Giuliano Amato, che apre la serie di interviste, sottolinea come i giovani siano più euro- pei delle istituzioni; boccia il lavoro di Garanzia Giovani, che avrebbe dovuto creare nuove opportunità occupazionali, «ma non ha funzionato». Serve, conclude, più «coraggio». Il modello resta l’America. Le parole su cui puntano Vittorino Andreoli e Laura Boldrini, invece, sono «fragilità» e «solidarietà». Se la seconda è una grande palestra di partecipazione, la prima non indica un difetto, sostiene Andreoli, ma una risorsa: non è una debolezza, bensì la capacità di percepire la propria presenza nel mondo e riconoscere il pro- prio bisogno degli altri. Per Paola Severino il problema è la furbizia, da contrastare già negli anni dell’asilo; se Oscar Farinetti è pessimista («la maionese è impazzita»), Nadia Urbinati invita a non fidarsi delle scorciatoie (Internet).
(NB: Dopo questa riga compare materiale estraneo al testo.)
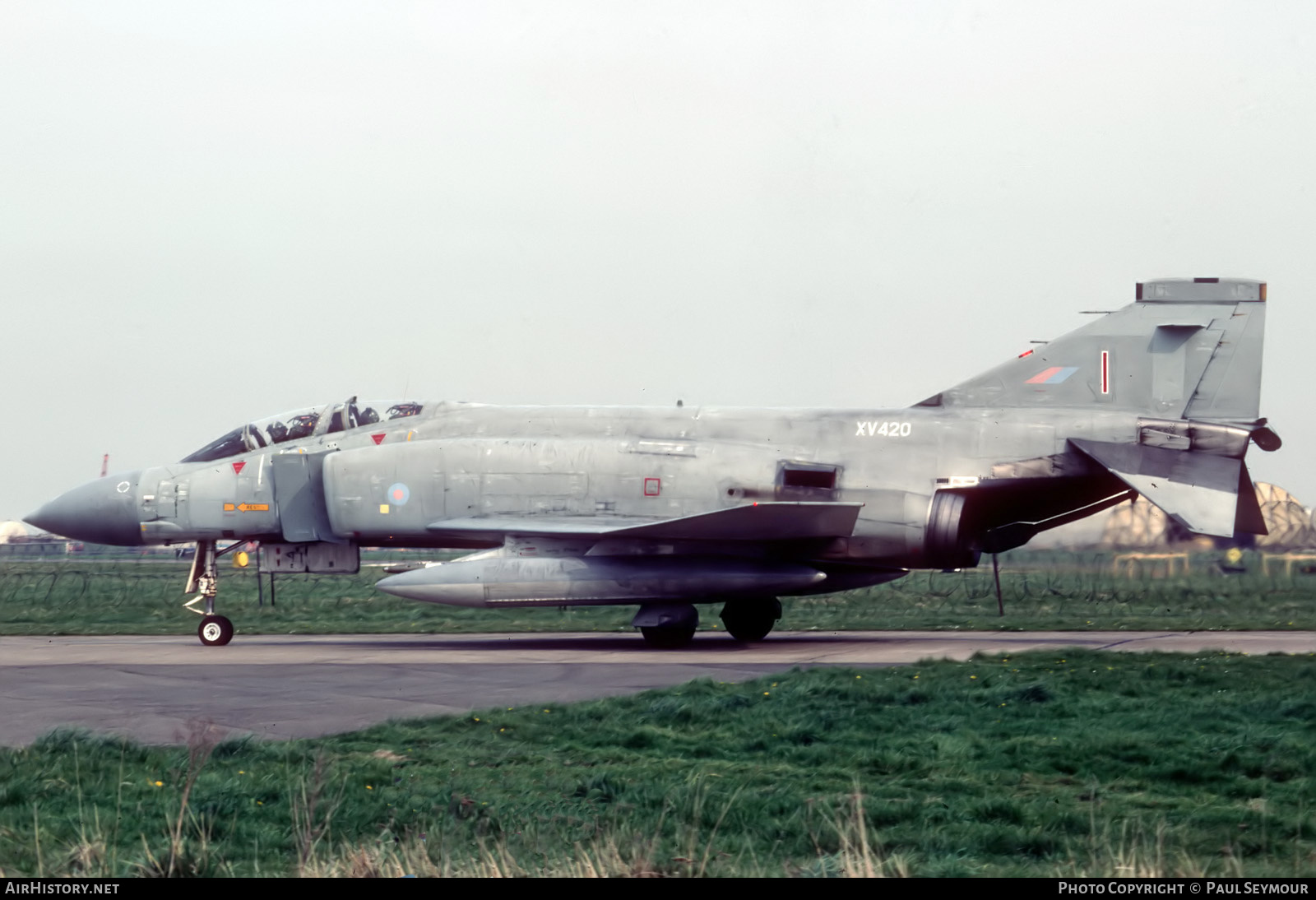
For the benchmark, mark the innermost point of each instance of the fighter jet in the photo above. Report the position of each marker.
(669, 508)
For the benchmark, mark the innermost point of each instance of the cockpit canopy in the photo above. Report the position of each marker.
(303, 424)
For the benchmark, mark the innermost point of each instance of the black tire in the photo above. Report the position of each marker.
(215, 630)
(750, 620)
(668, 638)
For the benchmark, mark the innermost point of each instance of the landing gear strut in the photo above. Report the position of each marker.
(215, 630)
(752, 620)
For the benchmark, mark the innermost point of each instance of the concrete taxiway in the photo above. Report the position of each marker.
(151, 689)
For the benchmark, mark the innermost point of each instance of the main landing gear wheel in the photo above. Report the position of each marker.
(666, 625)
(750, 620)
(215, 630)
(668, 638)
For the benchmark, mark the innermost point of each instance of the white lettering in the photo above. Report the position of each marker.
(882, 429)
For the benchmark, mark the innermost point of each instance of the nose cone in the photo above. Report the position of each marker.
(100, 512)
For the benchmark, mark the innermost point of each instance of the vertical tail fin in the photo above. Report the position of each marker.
(1184, 349)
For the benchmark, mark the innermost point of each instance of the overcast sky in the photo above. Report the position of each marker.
(211, 213)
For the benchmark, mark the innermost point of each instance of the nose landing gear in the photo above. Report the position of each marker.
(215, 630)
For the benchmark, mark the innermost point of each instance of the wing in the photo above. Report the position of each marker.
(760, 522)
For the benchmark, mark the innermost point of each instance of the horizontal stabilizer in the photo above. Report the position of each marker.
(761, 522)
(1199, 491)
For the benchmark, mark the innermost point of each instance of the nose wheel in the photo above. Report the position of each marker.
(215, 630)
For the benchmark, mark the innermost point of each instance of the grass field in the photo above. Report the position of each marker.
(1041, 590)
(1035, 765)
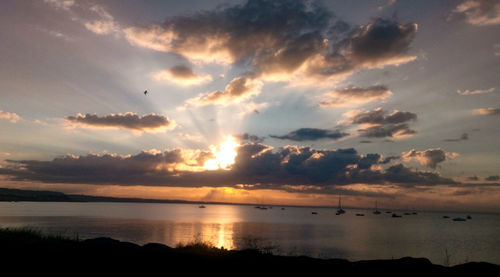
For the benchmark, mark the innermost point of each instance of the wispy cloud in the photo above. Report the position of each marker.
(12, 117)
(379, 123)
(182, 75)
(60, 4)
(476, 91)
(487, 111)
(131, 121)
(479, 12)
(430, 157)
(239, 89)
(352, 96)
(305, 134)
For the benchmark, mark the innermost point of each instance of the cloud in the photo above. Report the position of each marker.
(12, 117)
(430, 157)
(382, 43)
(105, 24)
(478, 12)
(60, 4)
(291, 41)
(246, 137)
(492, 178)
(239, 89)
(474, 92)
(182, 75)
(351, 96)
(145, 123)
(464, 136)
(256, 165)
(378, 123)
(473, 178)
(304, 134)
(487, 111)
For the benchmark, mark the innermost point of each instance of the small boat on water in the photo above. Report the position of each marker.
(340, 210)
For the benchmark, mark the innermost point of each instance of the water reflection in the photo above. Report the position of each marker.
(293, 231)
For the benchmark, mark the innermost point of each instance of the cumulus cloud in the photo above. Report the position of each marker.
(464, 136)
(474, 92)
(257, 165)
(487, 111)
(430, 157)
(182, 75)
(12, 117)
(479, 12)
(304, 134)
(287, 40)
(352, 96)
(379, 123)
(105, 24)
(239, 89)
(145, 123)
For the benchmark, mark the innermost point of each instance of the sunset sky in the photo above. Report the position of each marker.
(279, 102)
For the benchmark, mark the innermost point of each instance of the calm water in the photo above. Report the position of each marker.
(293, 231)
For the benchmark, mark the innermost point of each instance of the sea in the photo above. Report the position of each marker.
(314, 232)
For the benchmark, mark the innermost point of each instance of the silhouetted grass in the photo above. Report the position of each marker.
(27, 250)
(31, 234)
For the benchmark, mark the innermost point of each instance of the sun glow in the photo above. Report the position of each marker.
(224, 153)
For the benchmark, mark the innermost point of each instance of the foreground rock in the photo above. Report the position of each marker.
(28, 252)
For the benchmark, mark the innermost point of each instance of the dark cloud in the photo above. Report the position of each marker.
(255, 164)
(286, 40)
(430, 157)
(380, 124)
(246, 137)
(304, 134)
(131, 121)
(396, 130)
(478, 12)
(381, 42)
(492, 178)
(464, 136)
(354, 96)
(473, 178)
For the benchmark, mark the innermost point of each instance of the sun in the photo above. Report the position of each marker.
(224, 153)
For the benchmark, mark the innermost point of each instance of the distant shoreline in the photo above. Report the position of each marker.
(59, 254)
(20, 195)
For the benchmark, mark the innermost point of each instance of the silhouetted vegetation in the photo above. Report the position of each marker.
(29, 251)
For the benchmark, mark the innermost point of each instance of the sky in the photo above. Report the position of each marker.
(278, 102)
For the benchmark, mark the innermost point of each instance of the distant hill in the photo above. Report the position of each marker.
(52, 196)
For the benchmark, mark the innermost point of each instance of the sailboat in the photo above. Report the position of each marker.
(340, 210)
(376, 209)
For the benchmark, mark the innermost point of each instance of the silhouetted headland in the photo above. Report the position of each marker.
(31, 251)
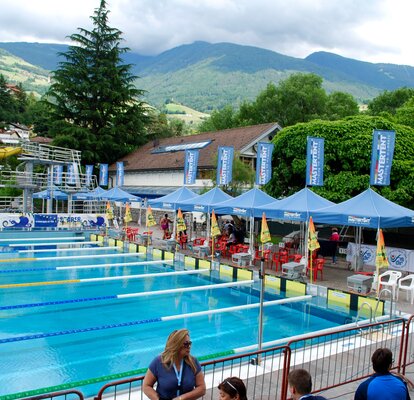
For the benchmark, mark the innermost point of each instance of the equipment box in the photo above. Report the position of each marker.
(360, 283)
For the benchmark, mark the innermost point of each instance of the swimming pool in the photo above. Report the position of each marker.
(65, 316)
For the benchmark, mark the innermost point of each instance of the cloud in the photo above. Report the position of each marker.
(295, 27)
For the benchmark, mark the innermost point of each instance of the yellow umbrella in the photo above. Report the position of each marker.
(109, 211)
(150, 220)
(180, 221)
(128, 215)
(215, 231)
(313, 243)
(381, 260)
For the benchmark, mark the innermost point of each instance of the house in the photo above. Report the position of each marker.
(157, 168)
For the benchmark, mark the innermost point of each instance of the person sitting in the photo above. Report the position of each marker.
(334, 239)
(232, 239)
(165, 224)
(383, 384)
(232, 388)
(300, 385)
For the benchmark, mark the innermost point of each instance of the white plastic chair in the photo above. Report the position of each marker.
(409, 288)
(390, 278)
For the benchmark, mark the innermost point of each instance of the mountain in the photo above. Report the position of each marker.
(206, 76)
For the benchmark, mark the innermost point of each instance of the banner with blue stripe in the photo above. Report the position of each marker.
(225, 165)
(264, 163)
(190, 166)
(383, 143)
(314, 161)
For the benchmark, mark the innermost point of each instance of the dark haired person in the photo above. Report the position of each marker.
(232, 389)
(383, 385)
(300, 385)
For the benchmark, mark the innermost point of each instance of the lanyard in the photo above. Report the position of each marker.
(179, 375)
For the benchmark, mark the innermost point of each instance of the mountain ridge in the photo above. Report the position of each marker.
(207, 76)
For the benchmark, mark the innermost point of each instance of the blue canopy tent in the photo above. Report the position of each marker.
(297, 207)
(173, 201)
(366, 210)
(245, 205)
(117, 194)
(205, 203)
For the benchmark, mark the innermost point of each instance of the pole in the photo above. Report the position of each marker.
(260, 334)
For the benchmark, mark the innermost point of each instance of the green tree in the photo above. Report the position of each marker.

Luciano Violante fa una lezione sul rapporto tra diritti e doveri. Miope è una politica incapace di guardare oltre i nostri confini, ricorda Emma Bonino parlando del Mediterraneo. La centralità della tecnologia è ben rappresentata dalla riflessione di Domenico De Masi, convinto che il futuro dei giovani dipenda più dalle stampanti in 3D che non dal Jobs Act. Beppe Severgnini è convinto che i giovani di oggi e quelli che hanno vissuto la caduta del Muro di Berlino «si somiglino, anche se non lo sanno».